It has not taken long for the formal declaration of bankruptcy by Puerto Rican Governor Ricardo Roselló to be followed by a savage attack on social and pension rights.
On Friday, May 5, the Roselló administration followed up its May 3 request for bankruptcy protection for the US Commonwealth of Puerto Rico, with plans to shut down 179 schools across the US territory. The closures will force at least 27,000 students to seek alternative schools, in many cases far away from their homes.
This will have a devastating effect on families too poor to afford transportation, and students in special education programs, which are provided to 30 percent of all students. In addition, 2,000 teachers will be fired as a result of the school closings.
The school closures represent more than 14 percent of Puerto Rico’s 13,000 schools. This is on top of the 150 schools closed between 2010 and 2015. The government plans to transform the empty buildings into homeless and animal shelters, or both.

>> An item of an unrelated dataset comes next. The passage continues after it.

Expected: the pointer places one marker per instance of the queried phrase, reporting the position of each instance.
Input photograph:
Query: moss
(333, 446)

Rosselló made the announcement in an executive order creating a committee that will oversee the transfer of school buildings to municipalities and NGOs. The governor also raised the possibility of other uses for the school sites, such as centers for drug treatment, business startups, or tutoring. There is no word on how any of this will be financed, considering the island’s financial implosion. Most of the schools shut down between 2010 and 2015 remain empty.

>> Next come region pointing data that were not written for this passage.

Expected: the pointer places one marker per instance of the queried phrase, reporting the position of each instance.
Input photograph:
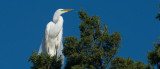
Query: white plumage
(52, 41)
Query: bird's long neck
(55, 17)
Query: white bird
(52, 41)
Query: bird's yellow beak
(66, 10)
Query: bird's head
(61, 11)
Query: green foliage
(122, 63)
(45, 61)
(154, 56)
(96, 47)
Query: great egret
(52, 41)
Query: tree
(45, 61)
(122, 63)
(154, 56)
(96, 47)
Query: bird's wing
(47, 36)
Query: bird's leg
(47, 49)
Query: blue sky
(22, 25)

With regard to the school closures it has been alleged that, as a consequence of three decades of population exodus, school enrollment has declined by 42 percent. Thousands of teachers, with sought-after bilingual skills have also migrated to the United States, together with medical doctors and highly skilled workers.
In March, the Puerto Rico Fiscal Agency and Financial Advisory Authority, established in June 2016 under the US Congress’ PROMESA Act to manage the Puerto Rican budget in the interest of Wall Street banks and hedge funds, demanded that Roselló impose a much harsher wave of budget and job cuts than had been originally agreed upon.

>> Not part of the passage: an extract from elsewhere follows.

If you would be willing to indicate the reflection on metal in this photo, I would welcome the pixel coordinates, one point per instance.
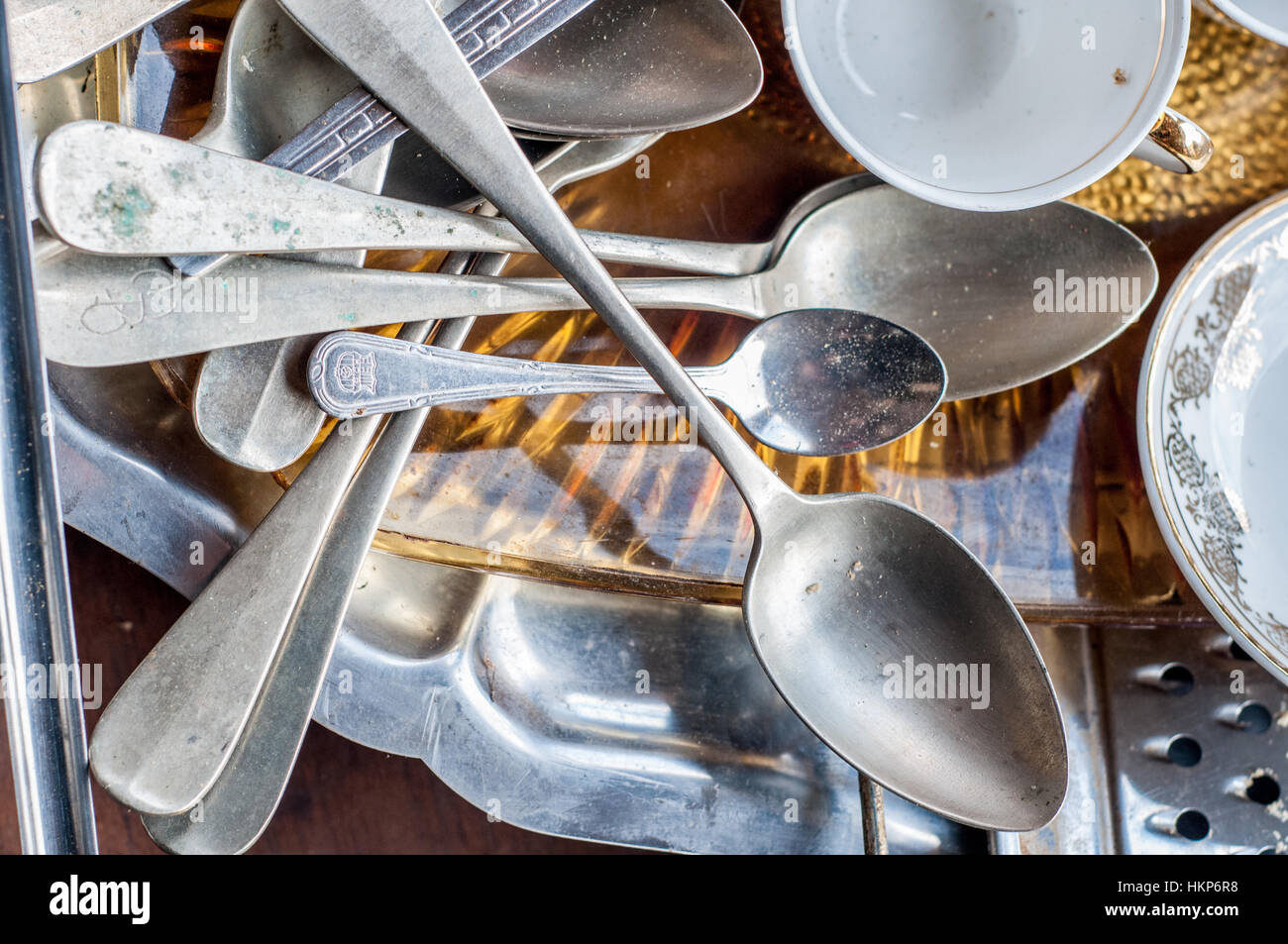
(1124, 796)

The latest financial board plan outlined in March includes yearly budget cuts of $7 billion (10 percent), slashing working hours and pensions, forcing unpaid furloughs, and a $450 million budget cut for the University of Puerto Rico, which is now asking for financial contributions from the public. This was coupled with a yearly debt service of $3.5 billion.
Such a strategy is bound to provoke explosive struggles among teachers and public employees. On Monday, parents, students and their supporters marched in San Juan and other communities, rejecting the closures. In some schools, protesting parents kept their students from attending
In contrast, the reaction of National Union of Puerto Rican Educators and Education Workers (UNETE PR), has signaled that it fully accepts the government’s school-closing plan. It also signaled its willingness to negotiate, saving this or that school at the expense of another, on the grounds that some the targeted communities have not been properly consulted.
UNETE, the Puerto Rican Teachers Federation, and other education unions, part of the Broad Front in Defense of Public Education (FADEP), as well as the Puerto Rican Independence Party (PIP) all share the same outlook, to contain community and working-class opposition to the school closures and austerity policies at the level of protest appeals to the corporate-controlled parties.
Except for the school closures, the government has yet to announce a budget that reflects the demands of the financial control board, as part of the restructuring of Puerto Rican finances and taxes.
With each new downward adjustment in government spending, the prospect of economic recovery for Puerto Rico becomes more distant. Confirming widespread expectations that the new austerity measures will be unbearable, Brad Setser, an economist with the Council of Foreign Relations, predicted a further decline of 15 percent in the Puerto Rico’s income, equivalent to the entire decline in output since 2016; creating conditions of economic depression like the Greek economy.
Setser estimates that the Fiscal Agency’s demand that Puerto Rico cut its state budget by $7 billion a year (a 10 percent budget cut), combined with an increase in US interest rates by the Federal Reserve Board, would further exacerbate the economic implosion.
Officially Puerto Rico owes some $72 billion to various vulture funds and another $50 billion for so-called unfunded pension liabilities to public employees. In 2015 then Puerto Rican Governor Alejandro García Padilla hired former bankruptcy judge Stephen Rhodes who oversaw the slashing of city worker pensions and the fire sale of public assets during the 2013–2014 bankruptcy of Detroit.
The big Wall Street hedge funds that control municipal bond debt see Puerto Rico as new precedent for a further wave of bankruptcies and the looting of pensions and public resources.